So, instead of having to score a bull's-eye to kill a bad guy, a marksman only has to make sure the target's in the blast radius, the exact measurement of which is classified. Unless the target is protected by a strong-enough wraparound shield, the OICW will make many obstacles irrelevant.

Military technology like this could have changed history in infantry-heavy wars like the one the U.S. fought in Vietnam, where one or two enemy soldiers using a well-aimed rifle and the protection of natural vegetation or a heap of rubble could wipe out squads of Americans, Hopkins said.

"Where an enemy sniper can drop behind trees and cover, the soldier lases [uses his laser to target] on a tree, shoots his OICW, and that sniper's gone," he said.
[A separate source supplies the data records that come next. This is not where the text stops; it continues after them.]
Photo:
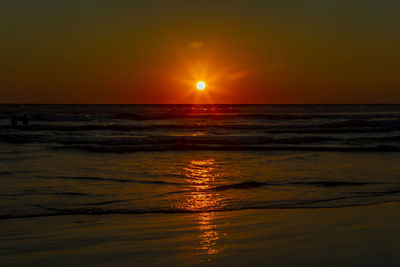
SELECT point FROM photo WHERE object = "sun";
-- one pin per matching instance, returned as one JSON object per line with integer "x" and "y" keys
{"x": 201, "y": 85}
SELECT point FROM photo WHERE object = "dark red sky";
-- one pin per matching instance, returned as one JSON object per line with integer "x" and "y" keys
{"x": 155, "y": 51}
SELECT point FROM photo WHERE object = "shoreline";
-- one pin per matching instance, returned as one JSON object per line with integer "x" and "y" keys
{"x": 340, "y": 236}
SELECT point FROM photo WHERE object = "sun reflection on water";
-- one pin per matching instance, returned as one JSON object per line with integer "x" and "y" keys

Of course, the OICW's shooting-bullets method of taking down enemies is nothing to sneeze at. It has "basically the same architecture" as the M16 assault rifle, making it "five times as effective at twice the range," Hopkins said.

In simulations, an infantry squad equipped with OICWs was sent into an offensive battle against another squad with standard weapons. Then an infantry squad with standard weapons was sent against a similarly accoutered force. The differences between how the OICW-equipped squad and the regular infantry did were stark, Hopkins said.

In the battle with traditional weapons, both the friendly and the enemy forces had about the same number of dead and wounded. In the OICW scenario, the OICW won the battle with "virtually no casualties," he said.

"You can go after all your targets," Muldowney said. "They can't hide."

And even though it's loaded with the bursting weapon and sophisticated computer-targeting equipment, the OICW actually weighs in at 14 lbs., just under the weight of a standard-issue M4 rifle with optical equipment and a thermal-weapons sight.

The catch, of course, is the price tag. The program overall costs the military about $32 million a year, and at $30,000 apiece, the OICW is an expensive accessory for your average footsoldier's arm. When the weapon is ready for mass production in three years, the Army will buy up to 25,000 of them at first. Out of each standard nine-man infantry squad, four soldiers will have the OICW.

But the cost didn't seem so daunting after Sept. 11, Hopkins said. After the war on Afghanistan's Taliban militia and Usama bin Laden's Al Qaeda terrorist network began, the Army said it needed the new guns as soon as possible. It had originally asked the three companies working together on the project, Heckler and Koch and Brashear LP, of Pittsburgh, all coordinated by Alliant, to yield usable results by 2009. The call for better weapons cut the red tape and four years, Hopkins said.

And it's about time, he said. The OICW ought to apply the technology of America's spectacularly successful air and artillery prowess to protecting the men and women who fight for the U.S. on the ground, he said.

"Before, we were focusing on guided bombs and cruise missiles," Hopkins said. "We're bringing that precision to the infantry. We're bringing air warfare to the ground."